Tropical Depression 1E is the first of 2011 and formed in the eastern Pacific Ocean early on June 7. By the morning of June 8 it had strengthened into Adrian, and is now forecast by the National Hurricane Center to reach hurricane strength. This morning, the government of Mexico posted a tropical storm watch for the Mexican coast from Acapulco, west to Punta San Telmo. That means conditions are possible in the watch area from 24 to 48 hours. Meanwhile, rough surf and rip currents can be expected in the southwestern Mexican coast later today.

When the called GOES-11 passed over Tropical Storm Adrian earlier today, June 8 at 12:00 UTC (8:00 a.m. EDT), an infrared image shows Adrian as a compact, rounded storm off the western Mexico coast. GOES satellites are managed by NOAA, and images and animations are created at NASA's Goddard Space Flight Center in Greenbelt, Md. by the NASA/NOAA GOES Project.

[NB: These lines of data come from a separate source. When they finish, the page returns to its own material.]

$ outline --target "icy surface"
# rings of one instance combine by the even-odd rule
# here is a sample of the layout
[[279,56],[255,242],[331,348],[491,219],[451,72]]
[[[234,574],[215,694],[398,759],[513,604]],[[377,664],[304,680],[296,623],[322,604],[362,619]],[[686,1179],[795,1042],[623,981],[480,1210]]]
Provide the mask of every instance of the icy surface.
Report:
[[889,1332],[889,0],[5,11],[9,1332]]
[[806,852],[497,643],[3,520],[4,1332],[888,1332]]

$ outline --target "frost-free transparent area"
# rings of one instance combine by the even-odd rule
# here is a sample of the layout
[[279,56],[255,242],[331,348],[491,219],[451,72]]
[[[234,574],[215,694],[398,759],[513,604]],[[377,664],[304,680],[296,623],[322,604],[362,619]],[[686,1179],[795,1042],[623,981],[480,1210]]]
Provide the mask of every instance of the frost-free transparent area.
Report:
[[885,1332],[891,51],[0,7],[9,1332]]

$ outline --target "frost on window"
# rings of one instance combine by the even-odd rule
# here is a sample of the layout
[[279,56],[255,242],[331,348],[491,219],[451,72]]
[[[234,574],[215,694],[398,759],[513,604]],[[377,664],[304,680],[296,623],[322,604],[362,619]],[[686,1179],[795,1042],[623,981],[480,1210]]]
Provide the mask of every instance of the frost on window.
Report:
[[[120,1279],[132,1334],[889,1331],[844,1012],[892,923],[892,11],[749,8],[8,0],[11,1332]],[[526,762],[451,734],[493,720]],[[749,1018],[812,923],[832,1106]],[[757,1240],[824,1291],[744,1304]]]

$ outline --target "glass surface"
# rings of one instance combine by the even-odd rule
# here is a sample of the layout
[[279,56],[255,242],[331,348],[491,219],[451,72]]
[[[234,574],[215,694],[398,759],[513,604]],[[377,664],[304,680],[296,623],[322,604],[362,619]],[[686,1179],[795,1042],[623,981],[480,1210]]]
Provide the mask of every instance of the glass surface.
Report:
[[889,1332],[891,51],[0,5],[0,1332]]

The GOES-11 image revealed that Adrian has some higher, stronger thunderstorms around the center of circulation that are casting shadows on lower clouds around them. Those higher thunderstorms are stronger than the surrounding thunderstorms, and are likely dropping heavy rainfall (as much as 2 inches/50 mm per hour). The higher thunderstorms are also a sign that the storm continues to strengthen.

Rainfall within Adrian was captured yesterday, June 7 at 0727 UTC (3:27 a.m. EDT), when it was still Tropical Depression 1E. That's when the Measuring Mission (TRMM) satellite flew overhead. TRMM is like a flying rain gauge in space because its precipitation radar instrument can measure rainfall rates. At that time TRMM noticed that Tropical Depression 1E had moderate rainfall surrounding its low level center. Moderate rates are between .78 to 1.57 inches (20 to 40 mm) per hour.

Adrian was already close to hurricane strength this morning, June 8. At 8 a.m. PDT (11 a.m. EDT), Adrian's maximum sustained winds were near 70 mph (110 kmh. It was about 285 miles (455 km) south-southwest of Acapulco, Mexico near 12.9 North and 100.8 West, and moving north-northwest near 5 mph (7 kmh). Minimum central pressure was 994 millibars.

The National Hurricane Center forecasts that Adrian will continue to strengthen and turn to the north-northwest, followed by a turn to the west-northwest.